Since Yasser Arafat and Ehud Barak negotiated unsuccessfully on Jerusalem’s status in 2000, the city has experienced deep changes at three distinct levels. At the territorial level, settlements have expanded across the core and periphery of East Jerusalem; they now are on the verge of extending a Jewish continuum from west to east across the entire municipality and beyond – potentially delivering a fatal blow to the two-state solution. In the south, construction of new Jewish settlements threatens to all but envelope certain Arab neighbourhoods. Recent announcements by the Israeli government in response to the Palestinians’ successful bid for a limited upgrade of their status at the UN are particularly alarming in this regard.

Secondly, at the religious level, competing claims to the city and especially to the Holy Esplanade – by both Jewish and Palestinian constituencies – have intensified, making some of the compromises mooted in the past seem increasingly irrelevant. This is all the more significant given the rise of the Muslim Brotherhood across the region, which almost certainly will make it more difficult for Arab leaders to endorse solutions that opponents can denounce as inconsistent with Islamic principles.
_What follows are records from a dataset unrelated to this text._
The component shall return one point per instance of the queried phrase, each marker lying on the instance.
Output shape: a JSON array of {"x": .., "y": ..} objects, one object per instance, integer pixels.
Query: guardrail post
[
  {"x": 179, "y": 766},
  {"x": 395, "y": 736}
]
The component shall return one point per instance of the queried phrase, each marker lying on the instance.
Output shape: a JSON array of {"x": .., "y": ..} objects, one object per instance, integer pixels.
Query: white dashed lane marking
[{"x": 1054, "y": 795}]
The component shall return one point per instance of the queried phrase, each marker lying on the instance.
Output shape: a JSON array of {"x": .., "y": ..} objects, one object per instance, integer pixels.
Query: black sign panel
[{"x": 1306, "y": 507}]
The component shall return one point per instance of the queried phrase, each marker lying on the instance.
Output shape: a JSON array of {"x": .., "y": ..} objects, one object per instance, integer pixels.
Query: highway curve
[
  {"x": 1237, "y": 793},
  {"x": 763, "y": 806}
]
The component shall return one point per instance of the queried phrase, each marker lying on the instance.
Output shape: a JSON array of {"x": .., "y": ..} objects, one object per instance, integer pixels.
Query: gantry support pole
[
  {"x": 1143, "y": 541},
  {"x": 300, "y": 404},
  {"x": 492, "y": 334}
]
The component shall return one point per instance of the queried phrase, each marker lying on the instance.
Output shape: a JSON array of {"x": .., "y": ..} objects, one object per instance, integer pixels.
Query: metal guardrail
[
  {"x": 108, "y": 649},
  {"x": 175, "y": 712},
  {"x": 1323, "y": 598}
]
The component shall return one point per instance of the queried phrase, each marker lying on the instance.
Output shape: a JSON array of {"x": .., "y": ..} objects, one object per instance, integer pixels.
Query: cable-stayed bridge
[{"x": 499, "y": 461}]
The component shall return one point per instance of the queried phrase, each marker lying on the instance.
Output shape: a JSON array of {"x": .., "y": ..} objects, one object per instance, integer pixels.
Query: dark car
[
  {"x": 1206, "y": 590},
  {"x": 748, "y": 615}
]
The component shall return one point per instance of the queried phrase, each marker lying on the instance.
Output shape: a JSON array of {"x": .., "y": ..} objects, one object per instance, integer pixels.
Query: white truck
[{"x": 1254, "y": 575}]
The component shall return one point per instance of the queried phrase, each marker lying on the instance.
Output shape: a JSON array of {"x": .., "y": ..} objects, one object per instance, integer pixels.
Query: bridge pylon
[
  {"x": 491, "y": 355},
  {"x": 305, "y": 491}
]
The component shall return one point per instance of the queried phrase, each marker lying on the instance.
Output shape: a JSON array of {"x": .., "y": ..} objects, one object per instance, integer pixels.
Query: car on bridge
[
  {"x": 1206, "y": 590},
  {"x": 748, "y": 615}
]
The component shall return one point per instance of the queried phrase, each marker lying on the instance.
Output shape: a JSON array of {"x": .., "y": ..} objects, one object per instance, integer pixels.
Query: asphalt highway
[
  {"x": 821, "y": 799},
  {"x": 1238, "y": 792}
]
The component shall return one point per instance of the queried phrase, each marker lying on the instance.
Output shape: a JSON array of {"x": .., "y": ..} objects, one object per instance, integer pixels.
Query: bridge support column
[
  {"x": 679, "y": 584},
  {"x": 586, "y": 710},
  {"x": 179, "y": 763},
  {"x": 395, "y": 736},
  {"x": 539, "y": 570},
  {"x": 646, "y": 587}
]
Thirdly, at the political level, Palestinian Jerusalemites increasingly are adrift, bereft of representation and lacking resources. East Jerusalem has become a rough and angry place, more and more disconnected from its West Bank hinterland. The default Palestinian strategy since 1967 has been to boycott all voluntary contact with the city’s Israeli administration. This, along with the Oslo Accord’s enforced separation of East Jerusalem from the Palestinian Authority, has resulted in crowded and under-served neighbourhoods, with badly outdated infrastructure and in which Palestinian political life has been virtually eradicated.

“Jerusalem has changed, even as collective reflection about the city has remained essentially static”, says Robert Malley, Crisis Group’s Middle East and North Africa Program Director. “It is not too early to dust off old proposals, updating them in light of what didn’t work over a decade ago, what has changed since and what might still succeed today”.